All these above mentioned Online Share Dealing Accounts, offer lots of benefits, and do have some shortcomings as well, any prospective investor should thoroughly go through the terms and conditions detailed by the company and check the current fees being charged before opting any of them. There are some stocks which deal in the online trading platform services, let us discuss a few of them.
- IG Group Holdings Plc (LON: IGG)
United Kingdom-based Financial services company, IG Group Holdings Plc is primarily offering online trading. The company seem to be unfazed by the Covid-19 crisis and has delivered 45 per cent price return in the one-year period. The company’s share currently trades at GBX 777.50 on 27th May 2020. The annual dividend of the stock stood at 5.40 per cent.
- AJ Bell Plc (LON: AJB)
United Kingdom-based Financial services company, AJ Bell Plc is primarily offering online trading platform. The shares of the company clocked a bottom of GBX 246 on 23rd March (when the lockdown was imposed). Since then, the shares have given 53.25 per cent price return.
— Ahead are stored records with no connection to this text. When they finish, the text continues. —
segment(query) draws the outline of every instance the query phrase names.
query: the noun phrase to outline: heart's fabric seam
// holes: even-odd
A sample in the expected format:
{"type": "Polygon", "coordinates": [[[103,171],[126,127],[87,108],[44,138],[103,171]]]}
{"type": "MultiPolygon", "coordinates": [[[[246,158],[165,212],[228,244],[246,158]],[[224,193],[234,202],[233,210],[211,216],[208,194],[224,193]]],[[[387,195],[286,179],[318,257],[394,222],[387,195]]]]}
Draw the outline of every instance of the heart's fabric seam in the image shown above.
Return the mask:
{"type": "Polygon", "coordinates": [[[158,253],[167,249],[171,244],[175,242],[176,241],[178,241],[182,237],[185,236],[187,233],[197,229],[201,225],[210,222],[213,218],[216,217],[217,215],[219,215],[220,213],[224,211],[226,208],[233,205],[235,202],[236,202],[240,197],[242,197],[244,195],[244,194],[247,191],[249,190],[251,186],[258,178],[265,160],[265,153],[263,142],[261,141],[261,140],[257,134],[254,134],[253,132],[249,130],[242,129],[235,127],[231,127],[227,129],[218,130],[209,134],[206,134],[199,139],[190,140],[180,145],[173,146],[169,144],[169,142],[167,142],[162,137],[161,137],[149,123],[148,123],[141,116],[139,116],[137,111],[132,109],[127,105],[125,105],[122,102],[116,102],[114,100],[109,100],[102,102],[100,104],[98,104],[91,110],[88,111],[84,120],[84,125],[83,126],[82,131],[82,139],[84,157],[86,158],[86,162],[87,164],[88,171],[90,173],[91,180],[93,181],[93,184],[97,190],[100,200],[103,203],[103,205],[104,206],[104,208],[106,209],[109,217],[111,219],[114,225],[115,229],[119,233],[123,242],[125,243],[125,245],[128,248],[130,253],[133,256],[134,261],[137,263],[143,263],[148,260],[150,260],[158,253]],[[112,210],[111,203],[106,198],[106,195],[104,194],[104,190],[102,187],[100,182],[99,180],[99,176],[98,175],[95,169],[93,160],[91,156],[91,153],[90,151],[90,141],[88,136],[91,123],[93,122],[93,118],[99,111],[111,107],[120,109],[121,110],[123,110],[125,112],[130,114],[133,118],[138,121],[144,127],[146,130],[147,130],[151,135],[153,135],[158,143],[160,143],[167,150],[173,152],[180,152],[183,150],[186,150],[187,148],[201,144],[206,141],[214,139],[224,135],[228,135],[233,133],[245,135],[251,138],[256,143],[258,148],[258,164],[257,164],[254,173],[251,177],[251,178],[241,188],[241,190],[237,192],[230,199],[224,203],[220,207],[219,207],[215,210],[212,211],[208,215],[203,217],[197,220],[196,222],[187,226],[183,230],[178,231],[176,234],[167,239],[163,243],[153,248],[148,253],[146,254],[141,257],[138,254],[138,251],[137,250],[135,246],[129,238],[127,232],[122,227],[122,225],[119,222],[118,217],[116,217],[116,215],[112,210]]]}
The company’s share currently trades at GBX 384 on 27th May 2020. The annual dividend of the stock stood at 1.28 per cent.
- Hargreaves Lansdown Plc (LON: HL.)
Hargreaves Lansdown Plc (LON: HL.) is one of the top investment marketplaces for retail investors in the United Kingdom. The shares of the company clocked a bottom of GBX 1,158 on 23rd March (when the lockdown was imposed). Since then, the shares have given 55.44 per cent price return. The company’s share currently trades at GBX 1,769.50 on 27th May 2020. The annual dividend of the stock stood at 1.92 per cent.